“You’re Canadian, right? From Canada.”
“Right,” I replied. “And right again.”
My neighbour from across the street continued, “So you celebrate two Thanksgivings, right? One at home and one here in Florida.”
“Right again,” I smiled. “On both counts.”
“Well then, I sure hope you got enough to be thankful for,” he said as he sauntered away.
I found myself thinking about that as I lay barely awake in bed this morning, long before dawn, wishing I were still asleep. In Canada, we celebrate Thanksgiving on the second Monday of every October, and this year we had gathered, as usual, with our two daughters’ extended families—numbering twenty-two with our granddaughters’ boyfriends added to the mix.
I first dated my wife when she was a lissome lass of sixteen, and neither of us ever went with anyone else after that. For sixty years, we have celebrated Thanksgivings together, and once upon a long time ago, hosted the family events. But we are honoured elders now, along with the other grandparents, and at our age, find the celebrations a tad tiring, if still wonderfully joyous. When someone asked what we are thankful for this year, we agreed on the big five—our family, our friends, our two homes, our financial security, and our continued good health. And then we raised a glass to the hope they will continue for some time to come.

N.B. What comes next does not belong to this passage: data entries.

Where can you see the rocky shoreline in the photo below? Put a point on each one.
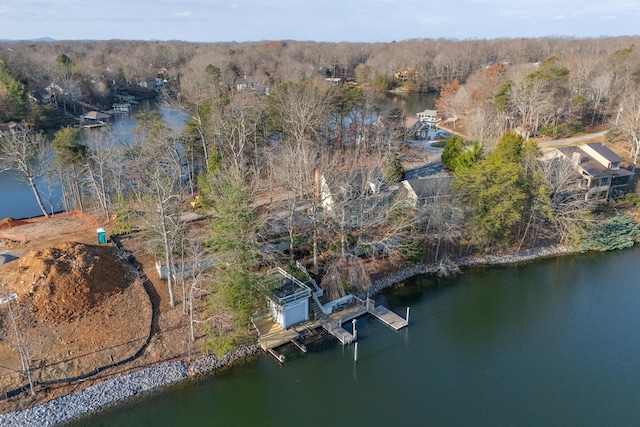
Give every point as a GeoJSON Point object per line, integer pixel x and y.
{"type": "Point", "coordinates": [108, 393]}
{"type": "Point", "coordinates": [411, 270]}
{"type": "Point", "coordinates": [113, 391]}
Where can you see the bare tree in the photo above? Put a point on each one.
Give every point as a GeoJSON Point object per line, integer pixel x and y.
{"type": "Point", "coordinates": [19, 321]}
{"type": "Point", "coordinates": [29, 156]}
{"type": "Point", "coordinates": [628, 123]}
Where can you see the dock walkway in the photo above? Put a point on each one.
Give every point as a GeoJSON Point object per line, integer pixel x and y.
{"type": "Point", "coordinates": [388, 317]}
{"type": "Point", "coordinates": [271, 335]}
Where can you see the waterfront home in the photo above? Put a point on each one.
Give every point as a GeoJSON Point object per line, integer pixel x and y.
{"type": "Point", "coordinates": [600, 169]}
{"type": "Point", "coordinates": [356, 198]}
{"type": "Point", "coordinates": [12, 129]}
{"type": "Point", "coordinates": [288, 299]}
{"type": "Point", "coordinates": [94, 119]}
{"type": "Point", "coordinates": [428, 116]}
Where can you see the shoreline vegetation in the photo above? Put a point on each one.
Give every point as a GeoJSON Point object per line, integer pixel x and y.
{"type": "Point", "coordinates": [118, 390]}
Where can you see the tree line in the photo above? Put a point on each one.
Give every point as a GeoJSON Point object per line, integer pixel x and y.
{"type": "Point", "coordinates": [272, 152]}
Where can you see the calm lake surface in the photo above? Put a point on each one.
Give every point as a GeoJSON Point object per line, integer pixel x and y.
{"type": "Point", "coordinates": [550, 343]}
{"type": "Point", "coordinates": [16, 197]}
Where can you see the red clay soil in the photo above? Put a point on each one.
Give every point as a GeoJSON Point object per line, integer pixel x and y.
{"type": "Point", "coordinates": [65, 282]}
{"type": "Point", "coordinates": [79, 308]}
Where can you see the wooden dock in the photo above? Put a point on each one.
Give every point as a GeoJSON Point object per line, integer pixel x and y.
{"type": "Point", "coordinates": [334, 321]}
{"type": "Point", "coordinates": [271, 335]}
{"type": "Point", "coordinates": [388, 317]}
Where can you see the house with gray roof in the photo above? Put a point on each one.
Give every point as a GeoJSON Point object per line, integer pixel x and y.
{"type": "Point", "coordinates": [601, 170]}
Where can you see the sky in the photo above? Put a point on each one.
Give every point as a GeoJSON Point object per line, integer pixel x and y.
{"type": "Point", "coordinates": [349, 21]}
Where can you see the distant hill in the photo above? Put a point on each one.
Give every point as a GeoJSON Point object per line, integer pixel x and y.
{"type": "Point", "coordinates": [41, 39]}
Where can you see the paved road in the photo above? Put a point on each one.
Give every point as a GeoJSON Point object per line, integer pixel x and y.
{"type": "Point", "coordinates": [573, 140]}
{"type": "Point", "coordinates": [432, 168]}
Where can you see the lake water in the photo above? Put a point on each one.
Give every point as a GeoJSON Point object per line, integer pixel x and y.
{"type": "Point", "coordinates": [16, 197]}
{"type": "Point", "coordinates": [550, 343]}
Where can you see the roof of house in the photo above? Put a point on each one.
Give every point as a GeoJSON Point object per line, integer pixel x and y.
{"type": "Point", "coordinates": [591, 166]}
{"type": "Point", "coordinates": [605, 152]}
{"type": "Point", "coordinates": [430, 187]}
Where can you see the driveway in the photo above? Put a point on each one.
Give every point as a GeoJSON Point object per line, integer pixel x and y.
{"type": "Point", "coordinates": [432, 168]}
{"type": "Point", "coordinates": [573, 140]}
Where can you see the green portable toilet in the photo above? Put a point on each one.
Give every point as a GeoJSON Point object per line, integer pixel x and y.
{"type": "Point", "coordinates": [102, 236]}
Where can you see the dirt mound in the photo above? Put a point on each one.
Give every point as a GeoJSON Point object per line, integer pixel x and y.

American Thanksgiving falls on the fourth Thursday of every November, some six weeks after ours, and so, being in Florida by then, we celebrate it, too. More quietly, though, as if somewhat apologetic (as Canadians are wont to be) for our privilege and good fortune.
As I lay abed this morning, pondering these thoughts—half-awake, wanting to be asleep—I could sense more than see my wife beside me. Both of us were lying on our backs, she snoring ever so gently—as I had likely been doing, too, before stirring. And it slowly dawned on me that we were holding hands, our fingers loosely interlaced by our sides.
I smiled quietly into the darkness of the pre-dawn bedroom, acknowledging, not for the first time, that this is what I am most thankful for. No matter where I am.